As we grow older and have children, and watch them go out in the world, some of us have to endure seeing them affected by things that other people say and do. This can be one of the hardest things to watch, and often leaves us feeling a little helpless.

Here are a few tips from the NSPCC on how to handle the topic of bullying with your children.

Have the conversation. Talking solves so many issues. So many of us, both young and old hold things in, and the minute we have a conversation with someone we feel safe with and trust - it can feel like a whole weight has been lifted. Sometimes just listening to someone works wonders.
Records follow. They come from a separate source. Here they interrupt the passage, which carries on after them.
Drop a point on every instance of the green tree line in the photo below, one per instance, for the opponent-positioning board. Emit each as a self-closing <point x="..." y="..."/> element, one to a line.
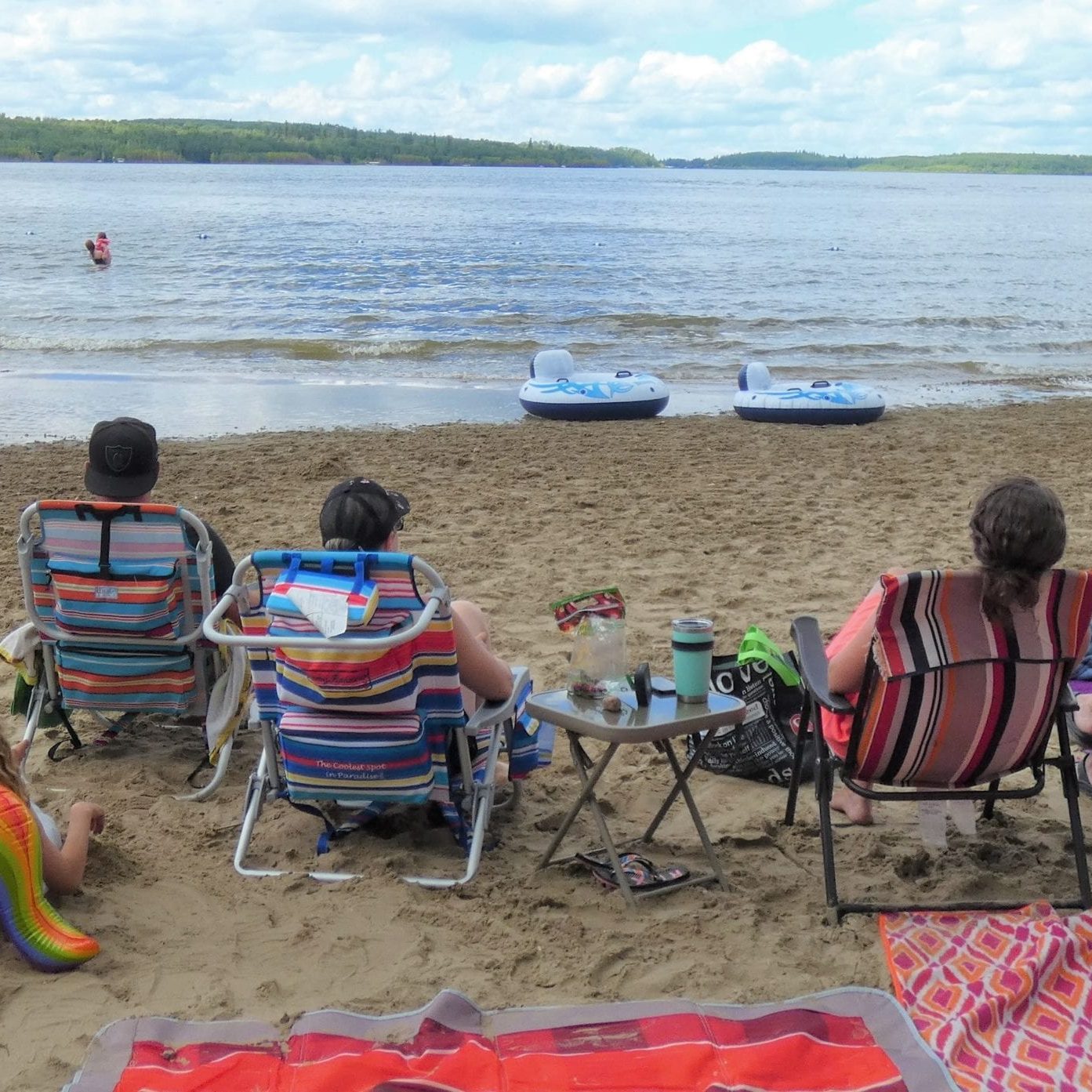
<point x="971" y="163"/>
<point x="52" y="140"/>
<point x="180" y="140"/>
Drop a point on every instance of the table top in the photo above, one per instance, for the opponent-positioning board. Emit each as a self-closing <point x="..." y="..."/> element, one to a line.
<point x="664" y="717"/>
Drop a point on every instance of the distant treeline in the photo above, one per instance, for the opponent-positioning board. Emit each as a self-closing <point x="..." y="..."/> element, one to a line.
<point x="180" y="140"/>
<point x="48" y="140"/>
<point x="967" y="163"/>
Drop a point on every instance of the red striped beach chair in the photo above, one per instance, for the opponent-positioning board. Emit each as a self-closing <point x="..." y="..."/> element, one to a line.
<point x="118" y="593"/>
<point x="357" y="698"/>
<point x="951" y="703"/>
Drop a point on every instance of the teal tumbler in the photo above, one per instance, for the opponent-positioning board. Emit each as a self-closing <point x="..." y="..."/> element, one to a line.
<point x="692" y="652"/>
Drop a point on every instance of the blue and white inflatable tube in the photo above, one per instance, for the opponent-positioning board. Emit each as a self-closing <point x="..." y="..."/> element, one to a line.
<point x="557" y="390"/>
<point x="820" y="403"/>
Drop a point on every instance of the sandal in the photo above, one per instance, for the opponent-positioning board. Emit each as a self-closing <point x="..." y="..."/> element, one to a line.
<point x="640" y="873"/>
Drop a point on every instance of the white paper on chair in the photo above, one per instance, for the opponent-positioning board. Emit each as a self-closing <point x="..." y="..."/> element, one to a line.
<point x="328" y="614"/>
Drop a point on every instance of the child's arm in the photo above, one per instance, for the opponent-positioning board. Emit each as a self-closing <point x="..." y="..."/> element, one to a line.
<point x="63" y="869"/>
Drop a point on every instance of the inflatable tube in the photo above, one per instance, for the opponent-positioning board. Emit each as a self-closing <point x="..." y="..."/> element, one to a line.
<point x="556" y="390"/>
<point x="819" y="403"/>
<point x="42" y="936"/>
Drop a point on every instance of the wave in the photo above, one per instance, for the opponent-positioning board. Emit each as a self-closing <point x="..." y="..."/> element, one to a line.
<point x="288" y="349"/>
<point x="641" y="320"/>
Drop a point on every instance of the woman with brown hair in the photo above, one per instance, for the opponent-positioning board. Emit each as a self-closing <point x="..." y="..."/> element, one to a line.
<point x="1018" y="531"/>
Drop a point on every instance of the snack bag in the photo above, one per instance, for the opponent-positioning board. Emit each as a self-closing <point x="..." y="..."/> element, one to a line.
<point x="597" y="622"/>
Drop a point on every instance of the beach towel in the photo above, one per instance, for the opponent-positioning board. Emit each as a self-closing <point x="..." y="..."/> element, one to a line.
<point x="844" y="1039"/>
<point x="1003" y="998"/>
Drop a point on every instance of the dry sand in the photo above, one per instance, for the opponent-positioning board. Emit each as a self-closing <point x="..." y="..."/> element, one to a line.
<point x="748" y="523"/>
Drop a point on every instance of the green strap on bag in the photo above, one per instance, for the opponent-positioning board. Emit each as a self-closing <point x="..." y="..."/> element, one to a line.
<point x="757" y="647"/>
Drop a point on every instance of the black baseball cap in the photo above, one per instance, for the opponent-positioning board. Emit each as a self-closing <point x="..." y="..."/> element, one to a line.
<point x="122" y="459"/>
<point x="361" y="511"/>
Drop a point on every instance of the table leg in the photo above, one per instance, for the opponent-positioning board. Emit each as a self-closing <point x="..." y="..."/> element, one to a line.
<point x="580" y="760"/>
<point x="681" y="788"/>
<point x="703" y="742"/>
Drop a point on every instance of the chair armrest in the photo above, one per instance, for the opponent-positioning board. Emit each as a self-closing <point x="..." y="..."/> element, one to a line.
<point x="814" y="667"/>
<point x="492" y="712"/>
<point x="1067" y="702"/>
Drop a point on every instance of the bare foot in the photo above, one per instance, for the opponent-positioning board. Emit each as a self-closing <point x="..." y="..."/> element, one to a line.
<point x="858" y="809"/>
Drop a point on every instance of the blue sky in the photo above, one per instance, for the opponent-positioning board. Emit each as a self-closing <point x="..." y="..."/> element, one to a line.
<point x="675" y="78"/>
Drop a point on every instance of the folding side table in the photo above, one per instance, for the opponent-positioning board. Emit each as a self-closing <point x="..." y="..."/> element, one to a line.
<point x="663" y="720"/>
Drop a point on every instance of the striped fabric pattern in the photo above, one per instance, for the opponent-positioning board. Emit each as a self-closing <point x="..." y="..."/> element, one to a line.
<point x="147" y="602"/>
<point x="120" y="680"/>
<point x="412" y="689"/>
<point x="150" y="591"/>
<point x="959" y="700"/>
<point x="332" y="757"/>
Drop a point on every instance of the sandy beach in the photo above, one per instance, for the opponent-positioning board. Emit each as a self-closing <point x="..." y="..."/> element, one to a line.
<point x="750" y="524"/>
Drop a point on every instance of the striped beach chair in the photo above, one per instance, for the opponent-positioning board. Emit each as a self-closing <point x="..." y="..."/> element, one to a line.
<point x="118" y="593"/>
<point x="951" y="703"/>
<point x="357" y="698"/>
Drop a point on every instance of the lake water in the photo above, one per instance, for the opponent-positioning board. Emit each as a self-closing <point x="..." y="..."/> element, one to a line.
<point x="252" y="297"/>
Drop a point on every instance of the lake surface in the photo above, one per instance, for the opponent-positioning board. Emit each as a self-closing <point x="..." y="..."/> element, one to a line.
<point x="252" y="297"/>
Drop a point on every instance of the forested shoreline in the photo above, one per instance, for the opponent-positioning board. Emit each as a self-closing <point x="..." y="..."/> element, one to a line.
<point x="48" y="140"/>
<point x="178" y="140"/>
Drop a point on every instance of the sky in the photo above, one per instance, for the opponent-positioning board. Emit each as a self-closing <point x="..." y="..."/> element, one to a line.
<point x="685" y="78"/>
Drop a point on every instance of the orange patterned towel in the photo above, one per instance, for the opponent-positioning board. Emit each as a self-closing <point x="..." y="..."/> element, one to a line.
<point x="1005" y="998"/>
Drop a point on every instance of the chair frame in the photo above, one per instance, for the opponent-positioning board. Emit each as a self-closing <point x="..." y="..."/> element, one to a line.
<point x="47" y="696"/>
<point x="817" y="694"/>
<point x="266" y="783"/>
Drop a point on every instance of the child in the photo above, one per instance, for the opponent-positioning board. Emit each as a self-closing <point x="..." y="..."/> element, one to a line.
<point x="63" y="863"/>
<point x="100" y="249"/>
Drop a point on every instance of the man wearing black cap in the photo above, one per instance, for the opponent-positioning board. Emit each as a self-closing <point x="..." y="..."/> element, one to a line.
<point x="124" y="466"/>
<point x="361" y="514"/>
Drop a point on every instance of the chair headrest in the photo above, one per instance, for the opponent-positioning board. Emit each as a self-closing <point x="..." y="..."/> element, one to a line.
<point x="755" y="377"/>
<point x="553" y="364"/>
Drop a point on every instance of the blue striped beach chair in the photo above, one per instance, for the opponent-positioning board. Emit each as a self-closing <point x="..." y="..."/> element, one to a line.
<point x="118" y="593"/>
<point x="357" y="698"/>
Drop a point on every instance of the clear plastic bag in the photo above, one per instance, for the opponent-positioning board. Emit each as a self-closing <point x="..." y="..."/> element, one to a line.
<point x="597" y="622"/>
<point x="597" y="663"/>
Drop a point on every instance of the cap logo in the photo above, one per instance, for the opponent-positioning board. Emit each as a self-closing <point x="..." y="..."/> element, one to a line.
<point x="118" y="458"/>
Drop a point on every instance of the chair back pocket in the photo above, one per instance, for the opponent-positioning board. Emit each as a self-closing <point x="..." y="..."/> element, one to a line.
<point x="144" y="600"/>
<point x="355" y="759"/>
<point x="158" y="681"/>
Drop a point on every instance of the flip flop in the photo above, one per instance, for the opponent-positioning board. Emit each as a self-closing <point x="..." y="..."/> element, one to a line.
<point x="640" y="873"/>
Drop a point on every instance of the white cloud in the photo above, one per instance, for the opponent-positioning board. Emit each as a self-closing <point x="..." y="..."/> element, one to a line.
<point x="675" y="78"/>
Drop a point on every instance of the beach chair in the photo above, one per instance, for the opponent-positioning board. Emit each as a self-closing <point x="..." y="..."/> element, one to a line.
<point x="117" y="593"/>
<point x="950" y="705"/>
<point x="357" y="698"/>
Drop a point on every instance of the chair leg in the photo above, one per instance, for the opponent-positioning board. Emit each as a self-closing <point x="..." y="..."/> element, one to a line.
<point x="987" y="808"/>
<point x="825" y="789"/>
<point x="1072" y="789"/>
<point x="807" y="712"/>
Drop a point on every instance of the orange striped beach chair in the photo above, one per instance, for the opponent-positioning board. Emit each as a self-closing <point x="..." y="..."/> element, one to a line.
<point x="357" y="699"/>
<point x="951" y="703"/>
<point x="117" y="593"/>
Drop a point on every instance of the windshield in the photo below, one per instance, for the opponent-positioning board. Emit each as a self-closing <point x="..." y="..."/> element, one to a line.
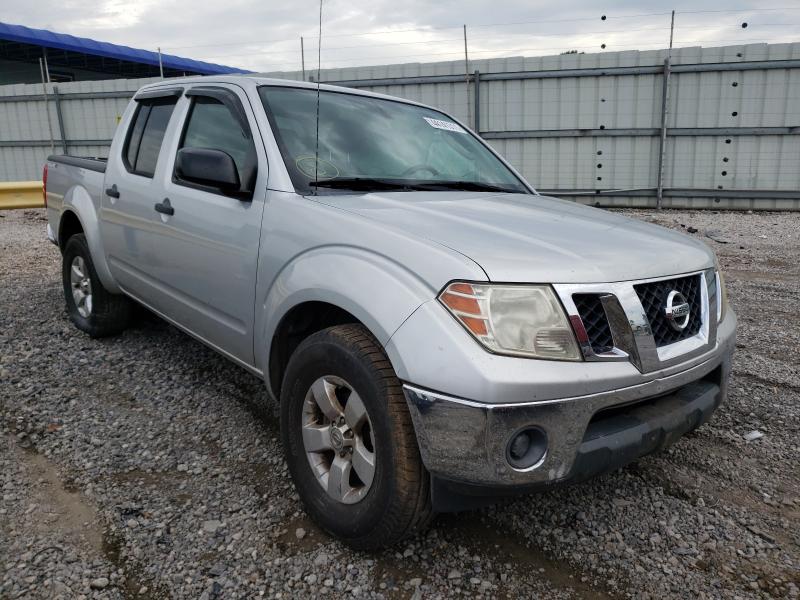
<point x="370" y="144"/>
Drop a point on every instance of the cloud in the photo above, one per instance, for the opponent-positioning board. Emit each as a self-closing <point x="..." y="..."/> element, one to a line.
<point x="265" y="36"/>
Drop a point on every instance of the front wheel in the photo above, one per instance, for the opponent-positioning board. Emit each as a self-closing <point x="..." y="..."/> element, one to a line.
<point x="91" y="307"/>
<point x="349" y="440"/>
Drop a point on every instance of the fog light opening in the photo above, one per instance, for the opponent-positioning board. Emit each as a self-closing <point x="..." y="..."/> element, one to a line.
<point x="527" y="448"/>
Teaching online safety tips. It’s important that we all make sure our children go into the world of technology and internet knowing how to keep themselves protected and safe. They need to know the signs to look out for when something’s not quite right, and be aware on how to avoid places on the internet that could potentially cause them issues.

Give them something positive to focus on and enjoy. If your child tells you they’re being bullied, one really good way to deal with this aside from the other stuff, is to try and take their mind off and give them a way to feel completely separated from it. It could be through sports or other activities, or days where they get to decide how the family spends it, just something that you know will lighten their mood.

Make sure they not they’re not alone. When we’re going through something, it can be very isolating, and feel like it’s us against the world. This is absolutely no different for children. It’s so important to make it known to them that there are people around who care for them, will stick up for them and be there for them regardless of what’s going on. Knowing you’re not alone in something can actually be half the battle fought in some cases. Childline is also an option if they would feel more comfortable talking to someone that they DON’T know.

Let them know who they can report bullying to. Of course they can always talk to their parents/guardian. But if there are other family members as well that they might rather speak to in this case, point them in that direction. If the bullying takes place in a school, make sure you know who the best person to speak to about that matter is, and once you know, make sure THEY know.